Manual welding is a type of welding using a welding rod clamped into a holder that is used to fuse two pieces of steel. It is most commonly known as stick welding and is often referred to as a buzz box because of the tell-tale buzzing sound the welder makes as it is turned on. The welder uses electricity in either AC, alternating current, or DC, direct current, to melt and fuse the steel.
A welding rod has a flux coating applied to it. This coating melts as the rod is burned into the gap between the two pieces of steel. This flux produces a shielding gas that aids in the bonding of the two steels.
Manual welding employs a variety of flux coatings that are tailored to specific steel types and welding applications.
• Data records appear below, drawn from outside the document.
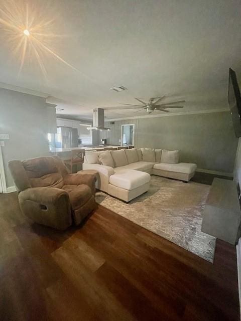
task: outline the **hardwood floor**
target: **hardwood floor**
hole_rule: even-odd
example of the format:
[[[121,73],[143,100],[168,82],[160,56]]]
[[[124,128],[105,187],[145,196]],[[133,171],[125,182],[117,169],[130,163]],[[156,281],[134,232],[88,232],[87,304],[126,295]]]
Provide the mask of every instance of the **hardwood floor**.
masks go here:
[[[239,318],[235,247],[214,264],[99,206],[80,227],[31,224],[0,194],[0,319]]]

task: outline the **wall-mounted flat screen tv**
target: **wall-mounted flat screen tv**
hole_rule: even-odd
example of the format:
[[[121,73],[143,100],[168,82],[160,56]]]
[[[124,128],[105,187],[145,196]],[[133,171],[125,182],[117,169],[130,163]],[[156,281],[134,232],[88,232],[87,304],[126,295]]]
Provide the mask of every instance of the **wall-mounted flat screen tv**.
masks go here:
[[[228,104],[236,137],[241,137],[241,97],[236,73],[229,68]]]

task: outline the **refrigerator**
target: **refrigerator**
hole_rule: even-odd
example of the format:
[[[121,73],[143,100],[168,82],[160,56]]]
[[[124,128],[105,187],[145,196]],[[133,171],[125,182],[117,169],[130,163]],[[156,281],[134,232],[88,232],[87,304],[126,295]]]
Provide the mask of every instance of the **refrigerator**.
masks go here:
[[[78,147],[78,130],[72,127],[57,127],[54,140],[57,148]]]

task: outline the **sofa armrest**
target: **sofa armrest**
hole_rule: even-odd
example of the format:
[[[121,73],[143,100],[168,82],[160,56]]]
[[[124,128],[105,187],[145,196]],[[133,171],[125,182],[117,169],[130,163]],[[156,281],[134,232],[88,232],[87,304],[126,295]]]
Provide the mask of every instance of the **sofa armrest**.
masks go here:
[[[68,174],[64,177],[64,183],[66,185],[88,185],[92,192],[95,193],[95,182],[96,178],[94,175],[85,173]]]
[[[20,192],[22,212],[34,222],[65,230],[72,223],[68,193],[55,187],[34,187]]]
[[[114,169],[110,166],[105,166],[100,164],[83,164],[83,170],[95,170],[99,175],[100,179],[100,186],[98,188],[101,191],[108,192],[108,185],[109,184],[109,177],[114,174]]]

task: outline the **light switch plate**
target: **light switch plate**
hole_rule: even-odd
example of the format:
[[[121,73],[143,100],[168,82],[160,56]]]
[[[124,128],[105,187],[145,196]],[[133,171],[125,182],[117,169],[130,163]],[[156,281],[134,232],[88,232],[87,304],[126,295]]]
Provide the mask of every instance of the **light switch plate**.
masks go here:
[[[0,134],[0,139],[9,139],[9,134]]]

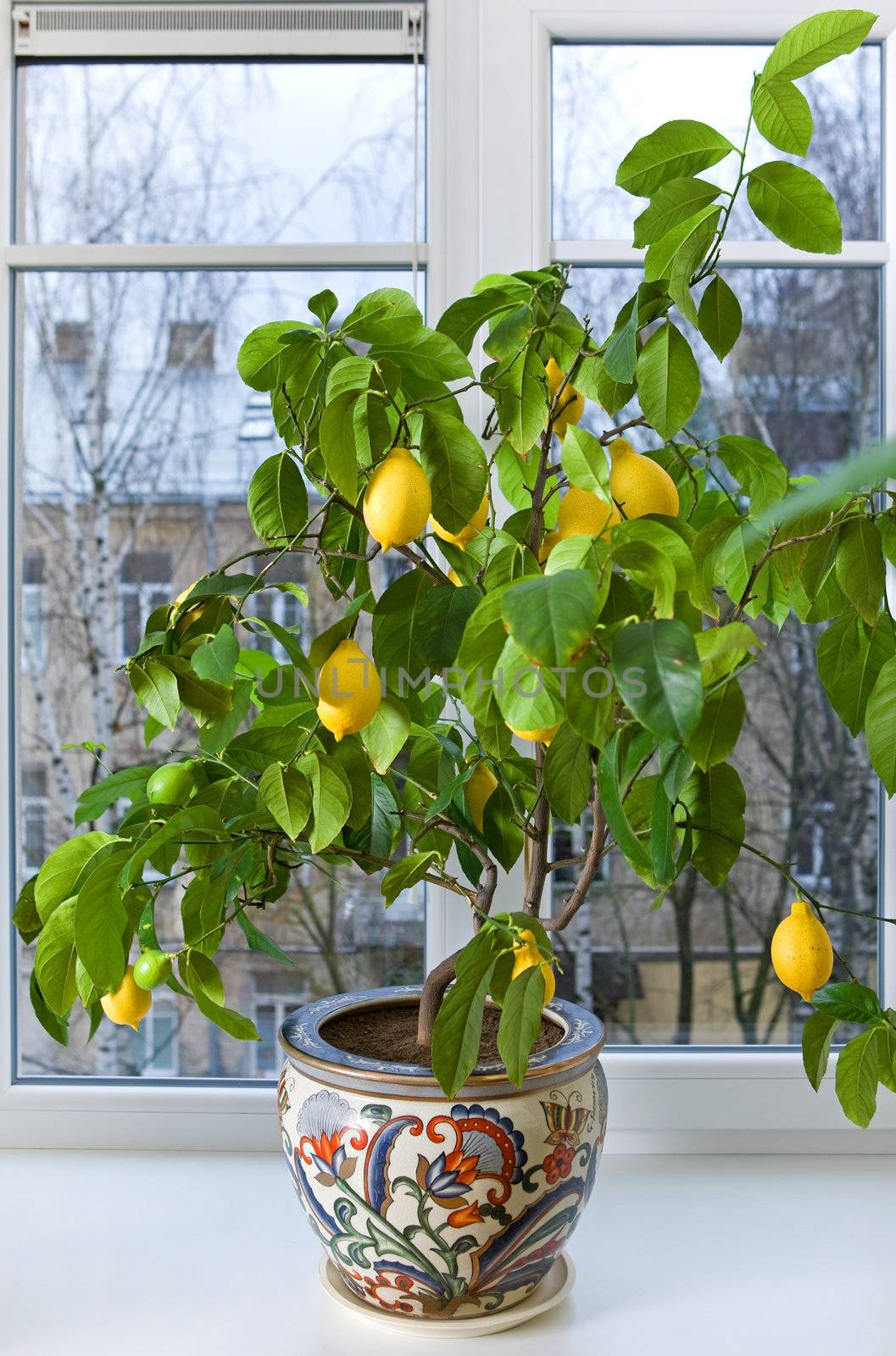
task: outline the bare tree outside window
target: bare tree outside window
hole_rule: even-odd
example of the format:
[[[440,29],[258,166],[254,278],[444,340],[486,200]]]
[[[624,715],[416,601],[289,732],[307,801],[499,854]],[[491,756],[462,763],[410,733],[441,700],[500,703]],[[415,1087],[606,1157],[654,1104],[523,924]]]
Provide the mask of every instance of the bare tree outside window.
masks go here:
[[[708,91],[705,80],[741,88],[765,54],[766,49],[752,47],[679,49],[682,115],[699,118],[704,99],[718,103],[718,91]],[[647,100],[632,108],[621,91],[634,66],[638,75],[651,64],[659,69],[663,49],[560,46],[553,60],[554,235],[630,239],[633,199],[596,186],[611,184],[619,153],[661,121],[659,107]],[[873,239],[880,233],[880,49],[859,49],[839,68],[811,80],[816,110],[811,167],[838,198],[844,235]],[[606,117],[599,130],[583,132],[573,114],[596,88]],[[744,214],[741,224],[732,224],[732,235],[747,222]],[[755,221],[750,229],[756,229]],[[626,270],[577,268],[572,277],[577,305],[591,315],[598,332],[609,332],[632,290]],[[737,268],[728,270],[728,277],[744,312],[741,343],[722,367],[689,328],[706,380],[687,434],[709,438],[724,427],[758,438],[777,449],[794,476],[817,473],[877,438],[878,271]],[[624,411],[619,420],[625,418]],[[637,433],[632,434],[636,443]],[[731,488],[720,468],[718,494]],[[783,616],[778,628],[760,626],[770,654],[763,666],[744,675],[752,715],[736,757],[747,803],[754,807],[746,837],[758,852],[790,861],[796,877],[805,876],[807,888],[813,888],[812,879],[823,879],[831,903],[850,910],[831,915],[838,919],[834,945],[873,984],[877,928],[861,915],[877,911],[878,784],[863,743],[832,716],[819,682],[815,643],[826,616],[819,609],[817,626],[811,629]],[[567,854],[565,834],[556,835],[557,858]],[[767,872],[759,857],[743,853],[717,890],[687,866],[656,913],[651,911],[653,896],[625,862],[614,862],[613,871],[611,880],[595,883],[588,909],[576,919],[558,982],[560,991],[609,1021],[610,1039],[630,1044],[798,1040],[811,1009],[774,983],[769,960],[771,934],[793,890]],[[552,875],[561,898],[563,869]]]

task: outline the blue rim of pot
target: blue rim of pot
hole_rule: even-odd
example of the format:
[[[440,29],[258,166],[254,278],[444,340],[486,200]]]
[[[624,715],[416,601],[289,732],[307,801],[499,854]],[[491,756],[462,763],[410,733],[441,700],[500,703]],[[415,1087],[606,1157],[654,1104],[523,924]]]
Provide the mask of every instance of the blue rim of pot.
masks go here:
[[[441,1097],[441,1089],[426,1064],[396,1063],[389,1059],[371,1059],[367,1055],[352,1055],[347,1050],[331,1045],[325,1037],[327,1022],[346,1012],[362,1012],[365,1008],[384,1008],[394,1003],[409,1006],[420,997],[420,984],[400,984],[389,989],[363,989],[350,994],[333,994],[329,998],[317,998],[304,1008],[298,1008],[283,1021],[279,1031],[279,1043],[286,1051],[291,1064],[297,1069],[313,1073],[340,1073],[351,1078],[352,1075],[366,1081],[394,1081],[416,1085],[422,1089],[432,1089]],[[538,1051],[529,1060],[525,1083],[538,1081],[545,1077],[554,1078],[557,1074],[572,1075],[584,1071],[594,1064],[603,1050],[606,1031],[603,1022],[594,1013],[577,1003],[564,999],[552,999],[545,1006],[545,1017],[556,1022],[563,1035],[549,1050]],[[507,1083],[507,1070],[500,1062],[477,1064],[470,1074],[466,1086],[489,1086]],[[512,1089],[512,1083],[508,1085]]]

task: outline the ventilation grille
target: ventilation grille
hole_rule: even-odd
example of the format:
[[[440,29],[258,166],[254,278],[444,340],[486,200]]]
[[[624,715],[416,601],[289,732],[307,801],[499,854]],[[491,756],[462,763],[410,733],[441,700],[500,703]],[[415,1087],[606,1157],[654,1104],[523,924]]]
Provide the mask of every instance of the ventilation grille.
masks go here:
[[[53,5],[12,12],[16,56],[408,56],[422,4]]]

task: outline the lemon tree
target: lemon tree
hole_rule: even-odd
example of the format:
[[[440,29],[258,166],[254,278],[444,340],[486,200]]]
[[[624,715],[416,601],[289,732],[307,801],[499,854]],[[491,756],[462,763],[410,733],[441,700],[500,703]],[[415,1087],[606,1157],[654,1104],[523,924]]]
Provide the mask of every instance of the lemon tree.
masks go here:
[[[347,313],[324,290],[308,316],[248,335],[239,376],[267,393],[282,439],[247,491],[259,545],[156,607],[126,664],[148,747],[178,727],[179,758],[103,769],[79,804],[85,831],[16,906],[37,944],[31,999],[56,1039],[76,1003],[92,1032],[103,1014],[140,1021],[167,984],[256,1040],[226,1003],[218,948],[239,928],[286,960],[266,907],[293,872],[357,862],[381,873],[385,906],[427,880],[470,919],[470,942],[427,976],[420,1059],[453,1094],[491,998],[521,1081],[553,994],[550,937],[607,853],[657,907],[686,865],[721,885],[741,853],[765,857],[744,842],[732,762],[759,618],[827,622],[831,706],[896,791],[893,449],[807,484],[789,473],[792,449],[691,426],[694,334],[722,361],[741,328],[720,271],[735,202],[796,250],[840,248],[824,184],[792,159],[758,161],[751,133],[805,155],[812,119],[794,81],[854,50],[873,19],[830,11],[785,34],[744,91],[741,138],[672,119],[636,142],[617,184],[643,203],[647,254],[615,317],[576,315],[569,270],[550,264],[489,274],[432,325],[397,287]],[[294,560],[298,575],[302,557],[338,605],[317,636],[253,612],[272,590],[306,603],[283,568]],[[263,635],[283,659],[259,671]],[[92,827],[122,800],[114,834]],[[552,820],[586,812],[576,883],[539,918]],[[521,907],[493,917],[499,873],[523,845]],[[169,884],[182,942],[165,955],[155,911]],[[896,1086],[896,1014],[849,972],[826,983],[824,900],[797,904],[774,963],[817,1009],[807,1071],[817,1086],[838,1024],[858,1024],[836,1089],[866,1124],[878,1085]]]

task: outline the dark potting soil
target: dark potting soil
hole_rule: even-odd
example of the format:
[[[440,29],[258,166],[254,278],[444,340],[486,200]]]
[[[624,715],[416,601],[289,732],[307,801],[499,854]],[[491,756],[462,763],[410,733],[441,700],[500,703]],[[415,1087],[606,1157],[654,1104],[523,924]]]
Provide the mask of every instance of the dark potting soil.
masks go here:
[[[497,1051],[499,1008],[487,1008],[483,1017],[483,1039],[478,1047],[478,1063],[500,1062]],[[389,1005],[388,1008],[366,1008],[362,1012],[343,1013],[324,1022],[320,1028],[324,1040],[350,1055],[363,1055],[367,1059],[389,1059],[396,1064],[423,1064],[428,1067],[427,1054],[418,1045],[416,1005]],[[563,1037],[563,1028],[553,1021],[541,1018],[541,1031],[533,1047],[533,1054],[550,1050]]]

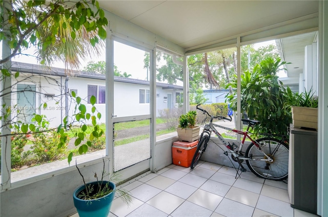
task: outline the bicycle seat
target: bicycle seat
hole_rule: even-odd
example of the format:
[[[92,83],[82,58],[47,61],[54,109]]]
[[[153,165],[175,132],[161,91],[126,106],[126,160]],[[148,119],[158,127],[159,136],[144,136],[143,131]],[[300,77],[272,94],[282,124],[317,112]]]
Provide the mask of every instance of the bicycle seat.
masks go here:
[[[260,122],[259,120],[250,120],[249,119],[241,118],[240,120],[242,122],[247,122],[249,125],[251,124],[251,125],[256,125],[257,124],[259,124]]]

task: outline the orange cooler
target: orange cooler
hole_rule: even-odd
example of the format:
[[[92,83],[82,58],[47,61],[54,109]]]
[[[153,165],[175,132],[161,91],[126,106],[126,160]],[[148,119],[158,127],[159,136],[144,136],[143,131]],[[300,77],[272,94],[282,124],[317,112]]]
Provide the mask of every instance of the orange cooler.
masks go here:
[[[191,142],[182,141],[173,142],[172,146],[173,164],[185,167],[190,166],[198,143],[198,140]]]

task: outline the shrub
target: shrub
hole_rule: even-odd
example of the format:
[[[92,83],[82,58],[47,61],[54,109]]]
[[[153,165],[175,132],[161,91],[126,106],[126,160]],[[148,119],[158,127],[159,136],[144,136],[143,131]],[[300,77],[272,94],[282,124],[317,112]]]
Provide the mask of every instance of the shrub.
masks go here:
[[[190,110],[196,110],[196,106],[195,105],[190,106]],[[215,115],[216,113],[214,107],[210,104],[201,105],[200,107],[207,111],[210,114]],[[197,112],[196,122],[197,123],[198,123],[198,124],[201,124],[206,118],[209,117],[207,114],[203,114],[203,113],[199,110],[197,110]]]
[[[95,138],[91,141],[92,146],[89,148],[90,152],[102,150],[106,147],[106,137],[102,135],[100,137]]]
[[[256,65],[253,71],[246,71],[241,76],[241,107],[250,119],[259,120],[254,133],[285,134],[292,121],[290,109],[284,105],[286,90],[278,79],[276,73],[286,64],[280,58],[268,58]],[[234,110],[237,108],[237,77],[227,88],[234,90],[227,96],[227,101]]]
[[[24,147],[28,141],[27,135],[16,134],[14,132],[11,136],[11,168],[14,168],[22,166],[26,161],[26,158],[30,152],[25,152]],[[0,146],[1,142],[0,142]],[[0,161],[1,160],[1,149],[0,149]],[[1,164],[0,163],[0,166]]]
[[[167,129],[174,129],[179,124],[179,117],[182,114],[181,107],[172,109],[164,109],[158,110],[160,117],[165,120],[165,125]]]
[[[211,104],[216,111],[215,116],[223,116],[226,117],[228,115],[228,104],[226,103],[213,103]]]
[[[38,162],[58,160],[66,154],[68,142],[58,148],[60,139],[56,132],[35,133],[33,138],[34,144],[31,149]]]

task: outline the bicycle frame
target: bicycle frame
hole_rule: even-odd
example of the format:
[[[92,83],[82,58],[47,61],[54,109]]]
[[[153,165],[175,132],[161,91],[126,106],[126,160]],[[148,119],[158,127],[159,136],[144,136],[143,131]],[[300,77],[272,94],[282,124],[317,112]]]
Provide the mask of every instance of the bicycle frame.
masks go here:
[[[248,127],[247,128],[247,130],[246,130],[246,131],[241,131],[240,130],[235,130],[235,129],[233,129],[231,128],[229,128],[226,127],[223,127],[222,126],[220,126],[219,125],[217,125],[215,124],[213,124],[213,118],[212,117],[211,117],[211,120],[210,121],[210,123],[209,124],[209,125],[210,126],[210,128],[211,128],[211,129],[212,130],[212,131],[213,131],[213,132],[214,132],[215,135],[216,135],[216,136],[220,139],[220,140],[223,143],[223,144],[225,146],[225,147],[227,148],[228,151],[235,158],[238,158],[240,160],[262,160],[262,161],[268,161],[269,162],[271,162],[273,161],[273,159],[270,156],[268,156],[264,152],[263,152],[261,149],[261,147],[260,147],[260,146],[259,145],[259,144],[258,144],[255,141],[254,141],[252,138],[251,138],[251,137],[248,135],[248,131],[249,129],[249,128],[250,127],[250,125],[249,125]],[[233,148],[233,146],[231,146],[229,142],[228,142],[225,139],[224,139],[224,138],[222,136],[222,135],[220,134],[220,133],[219,133],[217,130],[215,129],[215,128],[214,127],[219,127],[220,128],[222,128],[225,130],[230,130],[232,132],[234,132],[235,133],[237,133],[239,134],[241,134],[241,135],[243,135],[243,137],[242,139],[242,140],[241,141],[241,143],[240,143],[240,146],[239,146],[239,148],[238,149],[238,150],[236,152],[235,151],[234,148]],[[242,147],[244,144],[244,143],[245,142],[245,140],[246,139],[246,138],[248,138],[254,144],[258,149],[259,150],[260,150],[265,156],[265,157],[267,158],[266,159],[257,159],[257,158],[247,158],[247,157],[242,157],[242,156],[240,156],[240,154],[238,153],[241,153],[241,149],[242,148]]]

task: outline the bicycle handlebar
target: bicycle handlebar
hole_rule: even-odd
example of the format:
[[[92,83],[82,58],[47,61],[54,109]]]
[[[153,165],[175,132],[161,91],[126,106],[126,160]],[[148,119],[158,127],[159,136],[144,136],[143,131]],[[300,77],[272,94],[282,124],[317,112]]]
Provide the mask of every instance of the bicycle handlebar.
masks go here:
[[[214,116],[211,115],[210,114],[209,114],[209,112],[208,112],[207,111],[206,111],[206,110],[201,109],[200,108],[199,108],[198,106],[200,106],[200,104],[197,105],[196,106],[196,109],[202,111],[203,113],[204,113],[204,114],[205,114],[205,113],[207,114],[208,115],[209,115],[209,116],[210,116],[212,118],[224,119],[225,120],[229,120],[230,122],[231,122],[232,120],[232,117],[231,117],[231,115],[228,115],[229,117],[230,118],[230,119],[229,119],[229,118],[227,118],[225,117],[223,117],[223,116],[217,116],[216,117],[214,117]]]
In manual welding, amperage is increased or decreased depending on the thickness of the steel and the intended uses of the welded product. Unlike manual welding, wire welders often use a cylinder of shielding gas that is applied to the weld area by the welding gun. The gas is necessary to protect the fresh weld from contamination from both the atmosphere and any contaminants on the steel itself, such as oil or paint.
Applications of Manual Welding
In applications such as shipbuilding, manual welding techniques would differ from those used in the construction of sky-scrapers. While the practice of joining two pieces of steel together appear to be the same, there are differences in weld speed, the rod and flux used as well as overall style methods. In one application, a welder may use a weaving style of laying down a single welding pass, while another might require the welder to run a succession of beads, overlapping and laying on top of each other to complete the job.